Padre Vitor Pereira, Diocese de Vila Real

Tenho acompanhado com alguma preocupação, como certamente muitos o farão, esta nefasta e mórbida cultura a que chamam cultura de cancelamento, que está a ser fortemente promovida na sociedade atual. Estamos a assistir a novos tempos de radicalismo, ira e de barrela cultural. É inaceitável que se ande por aí a esconder livros ou a rasurá-los porque chocam com as ideias luminosas atuais ou com a puritana sensibilidade atual, não se percebendo que cada texto tem o seu contexto, o seu ambiente e a sua história, que devemos respeitar (nós, Igreja, já fizemos coisas destas de que pouco nos orgulhamos). Penso que o dever de cada sociedade é saber acompanhar a evolução do pensamento e das ideias, o progresso humano e social dos tempos, sem cair na soberba de pensar que é dona da verdade e que tem o direito de amaldiçoar e higienizar tudo o que está para trás.
Precisamos de estar atentos e de combater a cultura de cancelamento que se impôs na sociedade atual, esta intolerância felina perante ideias e posicionamentos desalinhados com o ar do tempo ou com o pensamento da maioria ou da moda. Há uma pressa exagerada em julgar friamente os outros, os seus comportamentos e as suas ideias. Quase que se instituiu o direito em ostracizar e linchar de forma desumana quem pensa diferente, quem teve comportamentos reprováveis, ou quem não se acomoda aos padrões deste tempo. Não gosto de ouvir frases como “não passarão”. Posso compreender que, por vezes, estamos diante de ideias estapafúrdias e perigosas, que não têm qualquer sentido e não podem ter qualquer concretização social. Mas a frase sugere intolerância, pode incitar ao ódio e à segregação do outro. O melhor caminho é sempre continuar a dialogar, combater as ideias com ideias, desmantelar e combater as ideias pela força do pensamento e não pelo cancelamento ou silenciamento.
Mao Tsé-Tung dizia aos chineses em 1957: “O verdadeiro e o falso na arte e na ciência é uma questão que deve ser resolvida pela livre discussão nos meios artísticos e científicos, pela prática da arte e da ciência e não por métodos simplistas. Para determinar o que está certo e o que está errado, é muitas vezes necessário fazer a prova do tempo. É por isso, para determinar o que está certo e o que está errado na ciência e na arte, que é preciso adotar uma atitude prudente, encorajar a livre discussão e evitar tirar conclusões apressadas.” Sabemos que o ditador chinês pouco cumpriu o que afirmou, mas está bem dito. Na ciência e na arte e em todos os campos da vida, acrescentaria eu.
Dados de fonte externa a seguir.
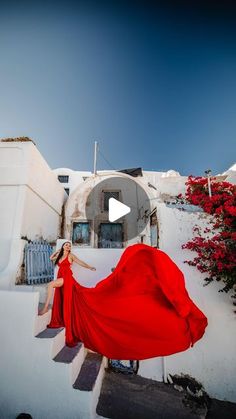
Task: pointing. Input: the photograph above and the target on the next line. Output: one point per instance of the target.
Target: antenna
(95, 158)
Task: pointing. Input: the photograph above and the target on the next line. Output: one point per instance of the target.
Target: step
(49, 333)
(89, 372)
(67, 354)
(56, 336)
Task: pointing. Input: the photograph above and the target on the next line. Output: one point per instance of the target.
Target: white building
(32, 201)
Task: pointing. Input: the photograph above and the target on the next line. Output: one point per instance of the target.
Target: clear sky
(154, 85)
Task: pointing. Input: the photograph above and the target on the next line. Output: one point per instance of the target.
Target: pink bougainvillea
(215, 246)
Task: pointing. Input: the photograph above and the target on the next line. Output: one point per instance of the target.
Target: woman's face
(67, 246)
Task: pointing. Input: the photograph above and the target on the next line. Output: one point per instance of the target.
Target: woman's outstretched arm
(54, 255)
(81, 263)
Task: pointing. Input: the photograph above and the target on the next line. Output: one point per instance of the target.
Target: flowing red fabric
(141, 310)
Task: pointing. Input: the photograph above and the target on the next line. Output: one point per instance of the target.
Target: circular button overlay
(123, 201)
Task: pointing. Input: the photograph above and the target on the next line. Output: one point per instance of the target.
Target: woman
(141, 310)
(59, 256)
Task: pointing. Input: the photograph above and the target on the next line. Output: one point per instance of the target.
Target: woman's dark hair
(60, 253)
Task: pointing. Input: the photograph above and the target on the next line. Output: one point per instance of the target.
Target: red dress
(141, 310)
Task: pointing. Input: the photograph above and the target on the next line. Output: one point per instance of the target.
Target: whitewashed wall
(31, 199)
(31, 382)
(75, 208)
(212, 360)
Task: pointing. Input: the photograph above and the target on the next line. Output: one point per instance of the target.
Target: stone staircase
(82, 369)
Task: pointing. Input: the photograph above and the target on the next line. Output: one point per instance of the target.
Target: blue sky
(154, 85)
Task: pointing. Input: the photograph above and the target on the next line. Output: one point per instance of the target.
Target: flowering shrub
(215, 246)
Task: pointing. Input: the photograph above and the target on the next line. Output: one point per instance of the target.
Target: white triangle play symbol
(116, 209)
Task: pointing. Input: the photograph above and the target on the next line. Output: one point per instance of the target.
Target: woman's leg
(53, 284)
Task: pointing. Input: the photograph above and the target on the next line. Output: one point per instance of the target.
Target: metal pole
(95, 158)
(208, 173)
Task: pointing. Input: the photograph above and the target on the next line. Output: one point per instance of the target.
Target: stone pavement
(134, 397)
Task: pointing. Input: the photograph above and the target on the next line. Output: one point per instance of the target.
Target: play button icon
(116, 210)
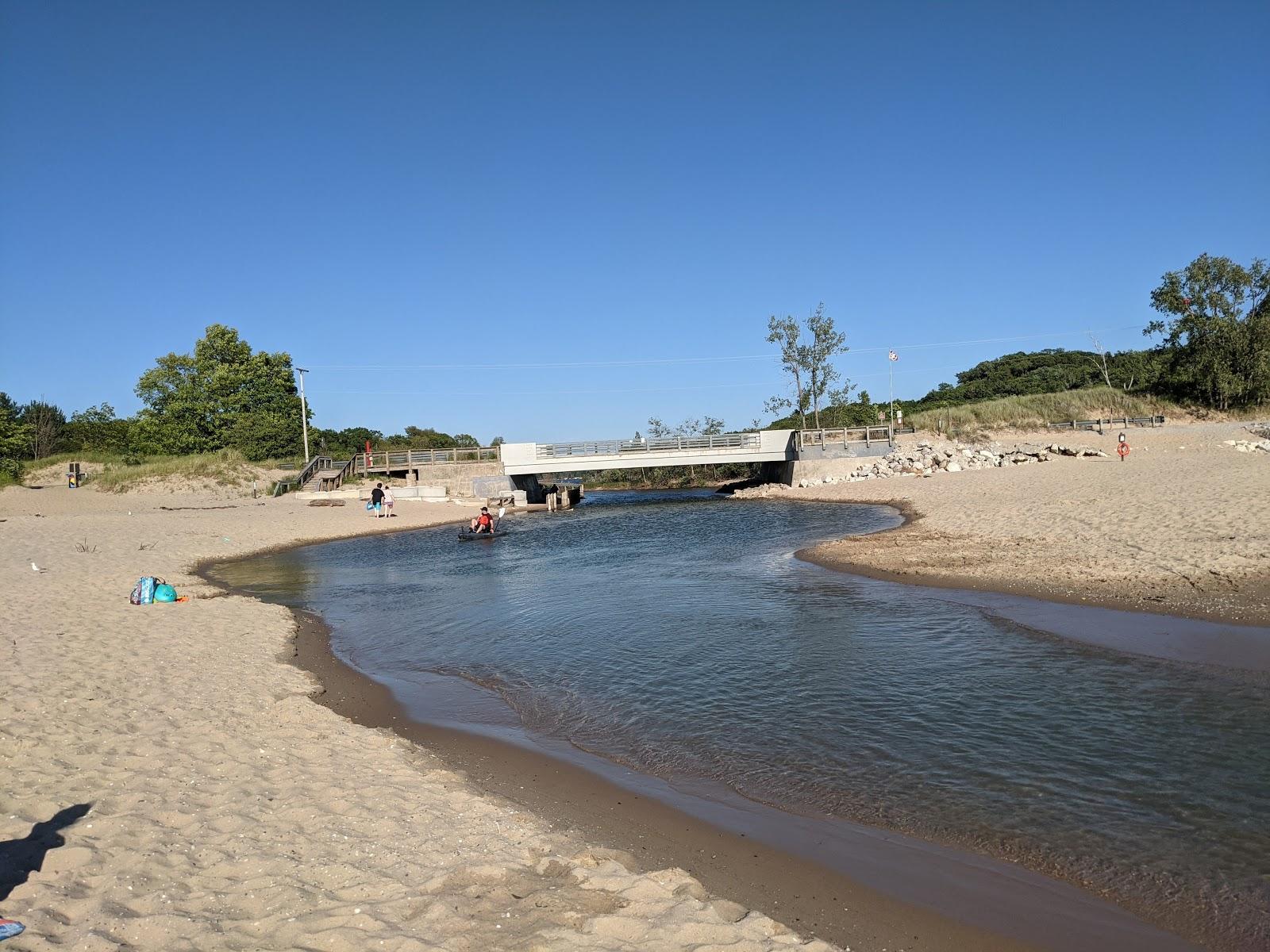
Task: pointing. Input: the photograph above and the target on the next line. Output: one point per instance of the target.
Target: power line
(671, 361)
(776, 384)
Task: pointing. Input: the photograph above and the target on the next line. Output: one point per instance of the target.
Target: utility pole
(304, 410)
(891, 366)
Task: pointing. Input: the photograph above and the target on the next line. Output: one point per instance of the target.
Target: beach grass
(124, 471)
(1037, 410)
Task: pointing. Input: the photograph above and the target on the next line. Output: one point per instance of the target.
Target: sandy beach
(1181, 527)
(206, 803)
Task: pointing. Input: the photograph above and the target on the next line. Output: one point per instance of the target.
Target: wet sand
(202, 761)
(1181, 528)
(851, 885)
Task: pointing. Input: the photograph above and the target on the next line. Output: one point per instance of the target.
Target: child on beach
(10, 928)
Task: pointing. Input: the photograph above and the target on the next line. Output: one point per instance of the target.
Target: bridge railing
(658, 444)
(844, 436)
(410, 459)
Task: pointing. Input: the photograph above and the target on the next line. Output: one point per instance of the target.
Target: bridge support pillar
(779, 471)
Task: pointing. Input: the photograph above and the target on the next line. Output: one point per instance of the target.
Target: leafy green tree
(222, 395)
(787, 333)
(808, 362)
(44, 424)
(826, 343)
(429, 438)
(1216, 330)
(97, 429)
(14, 440)
(346, 443)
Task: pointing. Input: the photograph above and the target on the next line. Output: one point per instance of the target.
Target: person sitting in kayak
(484, 522)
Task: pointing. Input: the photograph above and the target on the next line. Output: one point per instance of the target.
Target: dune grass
(225, 467)
(1037, 410)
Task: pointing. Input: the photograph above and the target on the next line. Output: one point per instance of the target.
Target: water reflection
(675, 634)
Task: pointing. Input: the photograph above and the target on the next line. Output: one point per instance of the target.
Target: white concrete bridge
(761, 447)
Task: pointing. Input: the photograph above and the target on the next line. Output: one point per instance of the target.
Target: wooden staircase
(328, 476)
(321, 474)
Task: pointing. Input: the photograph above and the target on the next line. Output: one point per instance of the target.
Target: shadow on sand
(22, 857)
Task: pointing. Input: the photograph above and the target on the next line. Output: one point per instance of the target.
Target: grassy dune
(114, 473)
(1035, 410)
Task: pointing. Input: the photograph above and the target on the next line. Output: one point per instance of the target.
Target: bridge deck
(768, 446)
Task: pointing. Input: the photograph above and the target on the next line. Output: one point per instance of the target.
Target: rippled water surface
(675, 632)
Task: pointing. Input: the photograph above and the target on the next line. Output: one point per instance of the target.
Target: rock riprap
(927, 459)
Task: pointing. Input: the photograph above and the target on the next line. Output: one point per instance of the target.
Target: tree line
(224, 395)
(1213, 351)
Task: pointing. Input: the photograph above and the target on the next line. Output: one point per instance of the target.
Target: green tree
(1216, 330)
(222, 395)
(44, 424)
(429, 438)
(826, 344)
(14, 440)
(808, 362)
(97, 429)
(787, 333)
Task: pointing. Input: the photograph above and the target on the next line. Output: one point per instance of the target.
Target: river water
(676, 634)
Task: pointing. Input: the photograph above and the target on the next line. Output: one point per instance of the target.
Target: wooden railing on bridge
(389, 460)
(845, 436)
(1109, 422)
(658, 444)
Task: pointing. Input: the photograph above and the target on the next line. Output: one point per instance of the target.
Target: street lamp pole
(304, 410)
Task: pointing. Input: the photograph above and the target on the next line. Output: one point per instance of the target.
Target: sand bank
(230, 812)
(206, 803)
(1183, 527)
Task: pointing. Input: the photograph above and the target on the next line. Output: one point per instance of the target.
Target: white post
(891, 374)
(304, 410)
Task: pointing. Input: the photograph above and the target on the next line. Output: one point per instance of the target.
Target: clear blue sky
(406, 184)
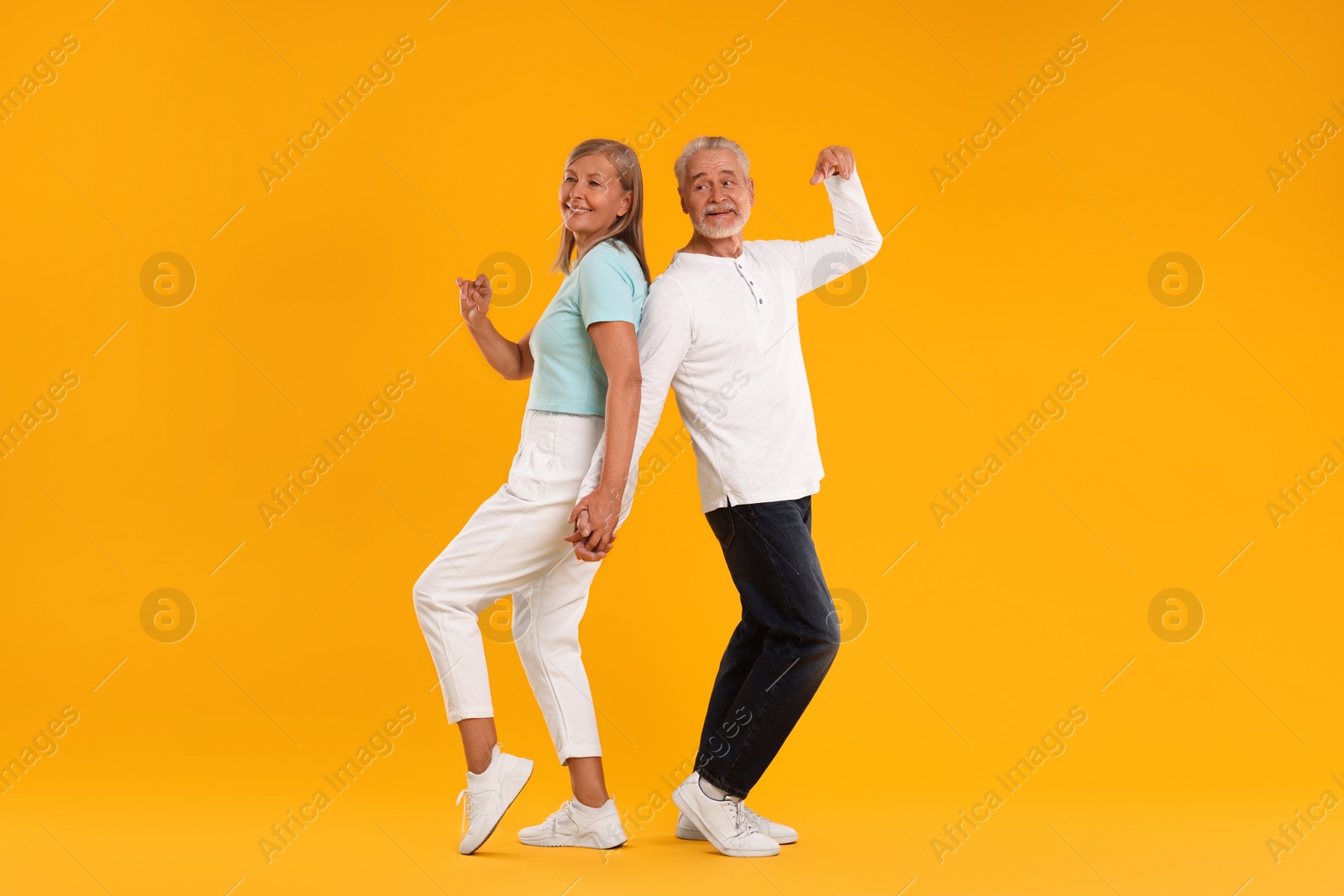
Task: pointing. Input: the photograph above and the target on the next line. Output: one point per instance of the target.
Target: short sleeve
(606, 289)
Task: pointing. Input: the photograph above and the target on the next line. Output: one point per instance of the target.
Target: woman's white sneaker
(781, 835)
(578, 825)
(490, 794)
(723, 822)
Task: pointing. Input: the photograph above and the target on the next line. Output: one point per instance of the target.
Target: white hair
(701, 144)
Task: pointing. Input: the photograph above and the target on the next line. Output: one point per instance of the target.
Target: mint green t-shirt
(606, 285)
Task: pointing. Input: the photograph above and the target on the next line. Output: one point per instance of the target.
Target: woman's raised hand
(475, 298)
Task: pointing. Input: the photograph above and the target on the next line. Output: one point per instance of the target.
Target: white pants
(515, 544)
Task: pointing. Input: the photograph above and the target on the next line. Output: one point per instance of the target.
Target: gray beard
(722, 233)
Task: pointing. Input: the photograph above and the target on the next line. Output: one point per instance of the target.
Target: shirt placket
(749, 278)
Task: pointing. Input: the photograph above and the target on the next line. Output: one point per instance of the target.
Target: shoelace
(470, 797)
(754, 820)
(470, 809)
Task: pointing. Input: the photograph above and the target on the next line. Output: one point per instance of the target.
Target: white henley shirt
(723, 333)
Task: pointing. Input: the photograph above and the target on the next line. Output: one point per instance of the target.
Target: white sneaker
(723, 822)
(781, 835)
(575, 825)
(490, 794)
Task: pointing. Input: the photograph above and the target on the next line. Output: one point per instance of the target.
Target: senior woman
(585, 369)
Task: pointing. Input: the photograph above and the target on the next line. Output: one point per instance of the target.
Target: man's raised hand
(833, 160)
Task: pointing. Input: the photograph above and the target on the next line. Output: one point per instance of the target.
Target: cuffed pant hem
(580, 750)
(722, 785)
(483, 711)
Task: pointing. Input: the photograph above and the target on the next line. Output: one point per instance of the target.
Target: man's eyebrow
(709, 174)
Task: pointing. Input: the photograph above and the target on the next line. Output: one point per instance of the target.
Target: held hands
(833, 160)
(475, 298)
(595, 520)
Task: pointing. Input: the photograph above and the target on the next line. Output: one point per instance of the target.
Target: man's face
(716, 194)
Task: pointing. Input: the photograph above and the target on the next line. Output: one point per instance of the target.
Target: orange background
(1034, 598)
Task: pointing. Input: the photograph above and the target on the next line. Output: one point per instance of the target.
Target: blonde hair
(629, 228)
(701, 144)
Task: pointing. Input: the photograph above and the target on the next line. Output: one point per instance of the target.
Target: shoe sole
(736, 853)
(696, 835)
(503, 812)
(589, 841)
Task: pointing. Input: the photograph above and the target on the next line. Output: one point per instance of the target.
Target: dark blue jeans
(783, 647)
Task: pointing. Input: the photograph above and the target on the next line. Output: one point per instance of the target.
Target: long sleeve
(664, 340)
(855, 242)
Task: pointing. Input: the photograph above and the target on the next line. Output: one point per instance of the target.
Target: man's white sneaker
(578, 825)
(723, 822)
(781, 835)
(490, 794)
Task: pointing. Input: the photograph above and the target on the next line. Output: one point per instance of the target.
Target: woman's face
(591, 196)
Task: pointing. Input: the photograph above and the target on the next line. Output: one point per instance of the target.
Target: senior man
(721, 327)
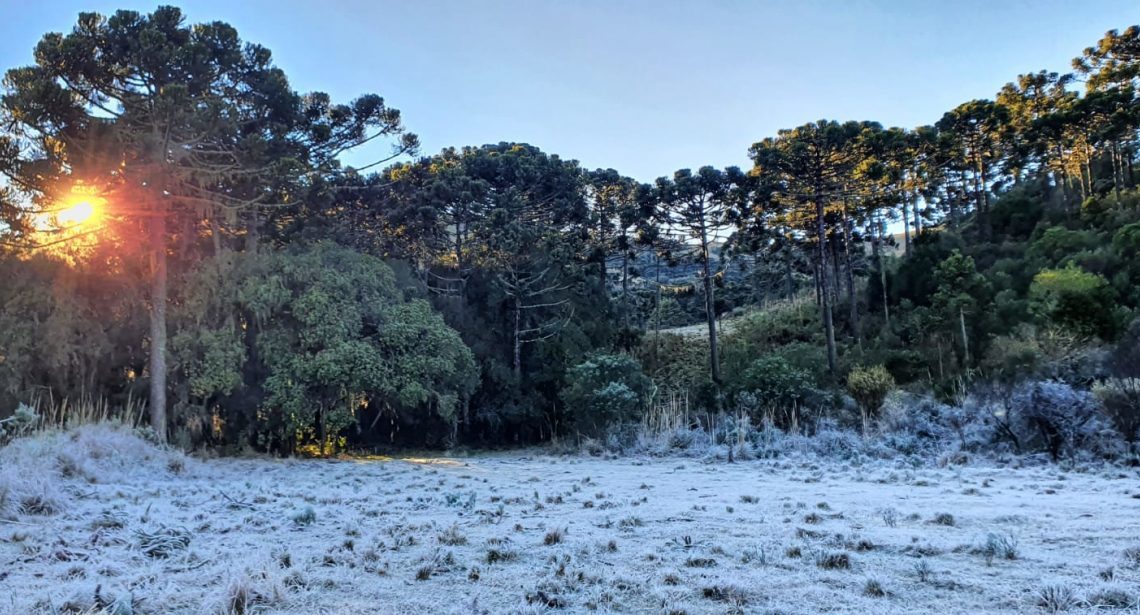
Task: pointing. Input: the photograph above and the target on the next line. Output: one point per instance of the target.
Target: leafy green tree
(870, 386)
(699, 208)
(975, 131)
(960, 300)
(809, 167)
(1075, 299)
(604, 390)
(324, 334)
(171, 123)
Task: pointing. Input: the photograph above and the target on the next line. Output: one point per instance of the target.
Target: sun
(75, 213)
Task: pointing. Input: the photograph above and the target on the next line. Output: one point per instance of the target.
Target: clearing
(527, 532)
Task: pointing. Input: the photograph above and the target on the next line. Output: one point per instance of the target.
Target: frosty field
(99, 523)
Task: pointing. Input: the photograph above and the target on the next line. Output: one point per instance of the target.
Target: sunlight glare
(75, 215)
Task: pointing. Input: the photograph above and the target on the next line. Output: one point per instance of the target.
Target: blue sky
(644, 87)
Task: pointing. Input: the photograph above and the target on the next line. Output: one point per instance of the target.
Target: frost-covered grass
(130, 528)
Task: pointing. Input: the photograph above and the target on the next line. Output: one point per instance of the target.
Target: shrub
(21, 422)
(1075, 299)
(779, 385)
(1121, 399)
(870, 386)
(603, 390)
(1053, 417)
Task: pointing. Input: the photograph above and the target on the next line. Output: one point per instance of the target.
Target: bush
(778, 386)
(1075, 299)
(1055, 418)
(870, 386)
(603, 390)
(1121, 398)
(21, 422)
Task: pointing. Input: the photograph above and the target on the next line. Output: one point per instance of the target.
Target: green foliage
(333, 338)
(1121, 398)
(778, 386)
(870, 386)
(22, 421)
(1075, 299)
(604, 390)
(1057, 244)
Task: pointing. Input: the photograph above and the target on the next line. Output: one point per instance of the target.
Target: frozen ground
(520, 533)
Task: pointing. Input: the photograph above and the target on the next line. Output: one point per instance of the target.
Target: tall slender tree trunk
(157, 363)
(625, 286)
(657, 309)
(710, 309)
(853, 306)
(966, 339)
(983, 199)
(918, 216)
(518, 339)
(829, 325)
(906, 226)
(882, 280)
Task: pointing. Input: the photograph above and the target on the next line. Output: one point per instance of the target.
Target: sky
(641, 86)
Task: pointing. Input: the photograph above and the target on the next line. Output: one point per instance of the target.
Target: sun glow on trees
(75, 213)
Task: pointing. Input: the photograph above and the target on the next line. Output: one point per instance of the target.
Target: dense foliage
(499, 293)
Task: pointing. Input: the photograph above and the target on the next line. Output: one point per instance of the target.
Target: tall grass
(68, 413)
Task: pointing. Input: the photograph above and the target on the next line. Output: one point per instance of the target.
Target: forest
(181, 243)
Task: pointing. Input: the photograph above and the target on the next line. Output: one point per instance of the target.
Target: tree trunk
(657, 309)
(253, 235)
(825, 299)
(966, 339)
(918, 217)
(157, 366)
(710, 310)
(853, 308)
(518, 340)
(983, 200)
(789, 281)
(625, 286)
(882, 278)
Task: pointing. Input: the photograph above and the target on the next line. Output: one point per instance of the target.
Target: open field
(113, 526)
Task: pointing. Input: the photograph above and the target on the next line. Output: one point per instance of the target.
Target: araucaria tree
(698, 208)
(178, 128)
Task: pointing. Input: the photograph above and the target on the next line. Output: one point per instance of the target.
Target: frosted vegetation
(99, 520)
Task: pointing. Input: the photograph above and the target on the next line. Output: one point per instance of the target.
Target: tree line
(469, 296)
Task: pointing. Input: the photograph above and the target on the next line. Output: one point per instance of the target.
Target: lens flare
(76, 213)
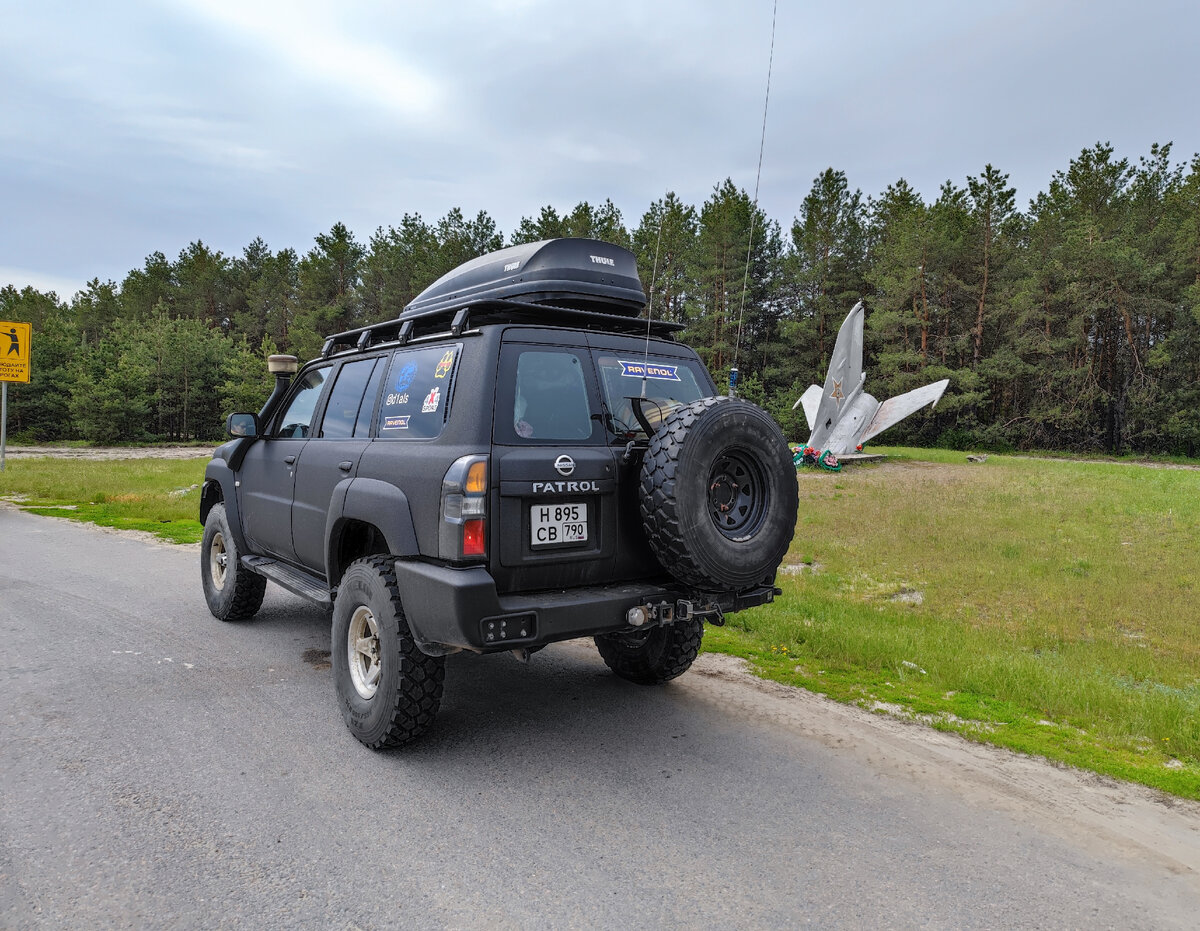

Acima de tudo, penso que é fundamental a boa informação, ouvir pontos de vista, tentar perceber o pensamento dos outros, sem pressa em julgar ou insultar. Dá mais trabalho, é verdade, mas é a forma mais correta e humana de sabermos estar uns com os outros.
Uma pessoa humana madura aprende a acolher o outro na sua forma de ser e de pensar, diferente da minha possivelmente, e sabe conviver e relacionar-se com pessoas diferentes, faz um esforço por ouvir, aceitar e compreender os outros, sem pressas em descartar ninguém. Esta mesma cultura, infelizmente, está a infestar todos os âmbitos da vida social e até já anda por aí no espírito de muitos crentes. Apesar de tantas proclamações sobre tolerância e tanta arenga sobre democracia, sobre a riqueza do pluralismo e da diversidade, sobre a mais valia da fertilidade de ideias e propostas para a sociedade caminhar no progresso e no desenvolvimento, vemos prosperar a cultura de cancelamento e a polarização: estamos a deixar de saber conviver com quem pensa diferente de nós e queremos pôr de lado quem nos obriga a questionar o nosso pensamento e as nossas certezas e seguranças, muitas vezes alicerçadas em muita preguiça intelectual e em muita ignorância. Estamos a perder a capacidade de vermos o outro lado e outras perspetivas. É um claro empobrecimento para a nossa vida humana, para a nossa inteligência e para o saudável debate social que deve existir em democracia.
Afinal, quem pensa diferente de mim não é para ouvir e perceber um pouco na sua razão, é para cancelar ou atirar para o outro lado. Afinal, a diversidade é um mal e um estorvo, abaixo o pluralismo, só há uma ideia e uma perspetiva certa, a minha, os outros não têm direito a existir e a expressar-se, os “outros” não pensam bem e estão desalinhados, é para abater e calar.
O que nos fez prosperar como seres humanos foi a capacidade de ouvir os outros e conciliar pensamentos diferentes, na busca de um saudável debate e de soluções para os problemas humanos e sociais.